Phil O’Hara, a one-time wrestling champion from Monmouth County, presented his “Steered Straight” talk on marijuana and vaping to a sparse audience of district parents at Haddonfield Middle School on Nov. 13.
The talk, offered first to a full house of HMS 8th-graders earlier in the day, was crystal clear: Ninety percent of substance abusers begin in their pre-teen and teen years (11 to 19) and the tobacco industry has been complicit in getting that target audience hooked with the so-called “safer alternative” to traditional cigarette smoking: vaping.
O’Hara began by acknowledging how he had existed for years on the edge of reality, taking as many as 20 pills a day by his early ’20s, and committing an assortment of petty crimes to feed an opioid addiction that started in his teens.

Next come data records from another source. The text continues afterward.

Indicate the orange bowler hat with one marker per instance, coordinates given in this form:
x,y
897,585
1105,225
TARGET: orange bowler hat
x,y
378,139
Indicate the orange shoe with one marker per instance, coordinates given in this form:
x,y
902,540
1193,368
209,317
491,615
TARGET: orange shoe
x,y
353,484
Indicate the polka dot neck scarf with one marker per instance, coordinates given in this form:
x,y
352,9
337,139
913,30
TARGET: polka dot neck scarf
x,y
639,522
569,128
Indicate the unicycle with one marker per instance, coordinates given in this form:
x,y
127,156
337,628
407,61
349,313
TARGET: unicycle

His particular pathway was what he called an “allergy” to pills and alcohol, which normally suppress mood and reflexes. Instead, they energized him.
After several close calls with the law that failed to result in arrest, O’Hara saw the light, got himself into treatment, and, once cleared, wanted to give back by going into schools and talking about the dangers of drug addiction.

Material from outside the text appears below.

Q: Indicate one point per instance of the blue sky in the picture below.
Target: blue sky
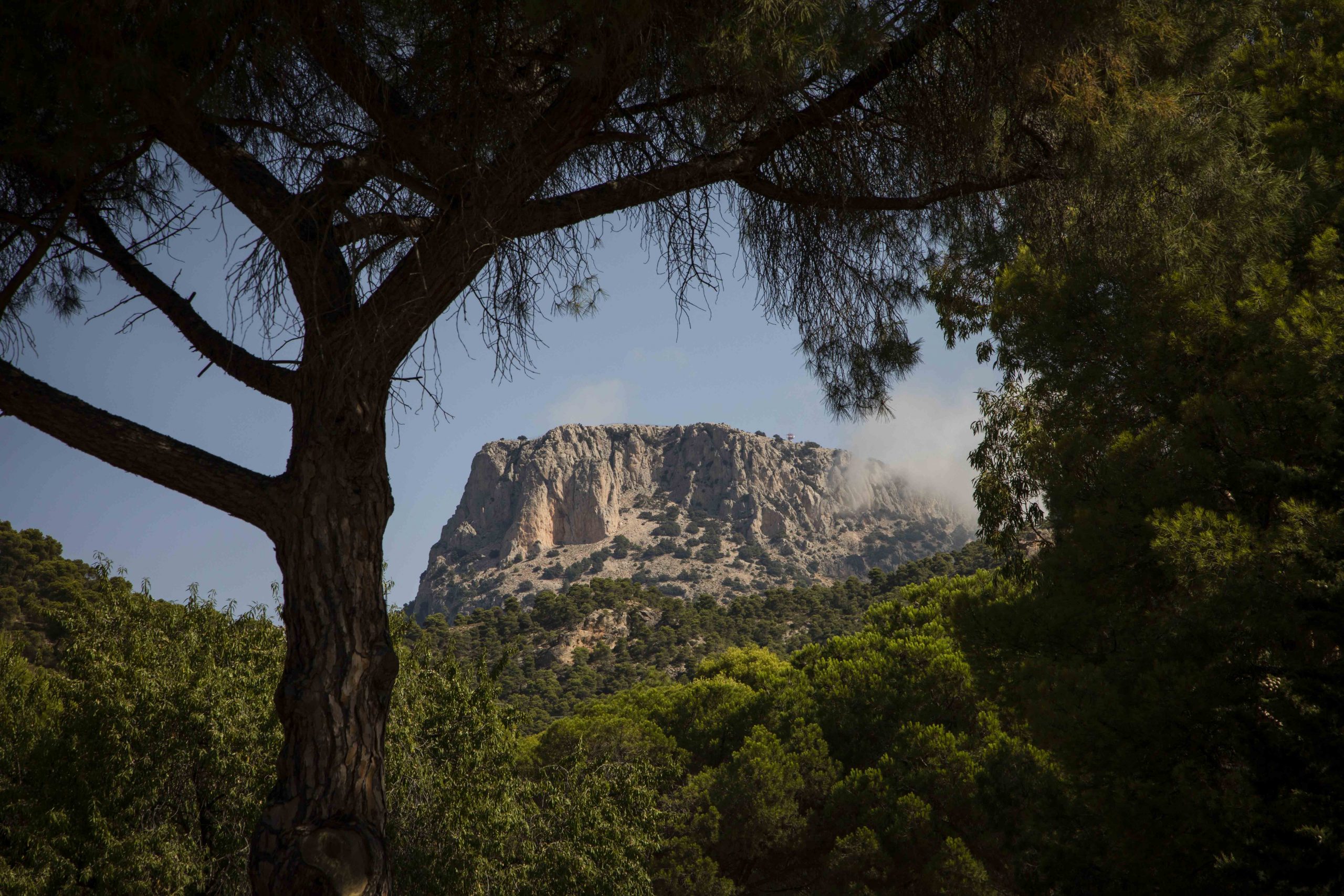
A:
(632, 362)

But O’Hara was deeply skeptical at first.
“When I was first presented with this information, I was a year and a half in recovery,” he revealed. “I was going to a funeral a month. When they told me I was going into schools to talk about marijuana and vaping, it was frustrating, like we were doing the wrong thing. But when this information was presented to me, how we’re getting kids addicted to nicotine at 13, 14, 15 years old, and how it’s leading to other addictions later in life, I was stunned.
“We were lied to; we were told that vaping was safer,” he added. “It just so happens that while tobacco’s revenue was going down because people stopped smoking, a ‘safer alternative’ happened. And now we have more people vaping than smoking.

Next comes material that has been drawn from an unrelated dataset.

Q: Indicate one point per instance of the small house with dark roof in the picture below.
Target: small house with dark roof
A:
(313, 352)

“How many teenagers do you know that started vaping to quit smoking cigarettes? None.”
O’Hara then mentioned that R.J. Reynolds – still one of the largest tobacco companies in the world – is complicit in the vaping scourge.
“There’s also this lie that big tobacco is not involved — it is 100-percent involved,” he intoned.
According to statistics from O’Hara, the percentage decline among pre-teens and teens who smoked cigarettes was accompanied by a sharp rise in the number who turned to vaping. In 2001, 28 percent of that group smoked cigarettes, dipping to just 10 percent in 2016. While only 32 percent admitted to vaping in 2016, their number has skyrocketed to nearly 80 percent in 2019.
O’Hara also reported that as of this year, there were 8,000 documented cases of vaping-related lung issues. According to the latest CDC report issued in late October, there have been 34 deaths in 2019 alone related to e-cigarette or vaping associated lung injury (EVALI).
O’Hara also drove home the point that nobody can truly tell if a person is addicted just by looking at them.
“I was a very good kid, a very good athlete and I ended up a criminal for a good portion of my life,” he acknowledged. “And even during my criminal behavior years, I still was a good kid …
“I am your child; I could be anyone and it could happen at any point.”
HMS Principal Tracy Matozzo said she will work with teachers Daria Resnick from the middle school and Haddonfield Memorial High School’s Mike Romea, to bring O’Hara back for a talk with 6th- and 7th-graders.
Before departing the forum, she offered the following advice for parents to take back to their kids.
“Be mindful of peer pressure. Be mindful of what happens when you feel insecure,” she warned. “Be mindful of what happens when you have things going on at home and you can’t manage your emotions.
“Most of the time, those are the life experiences that have led students to us.”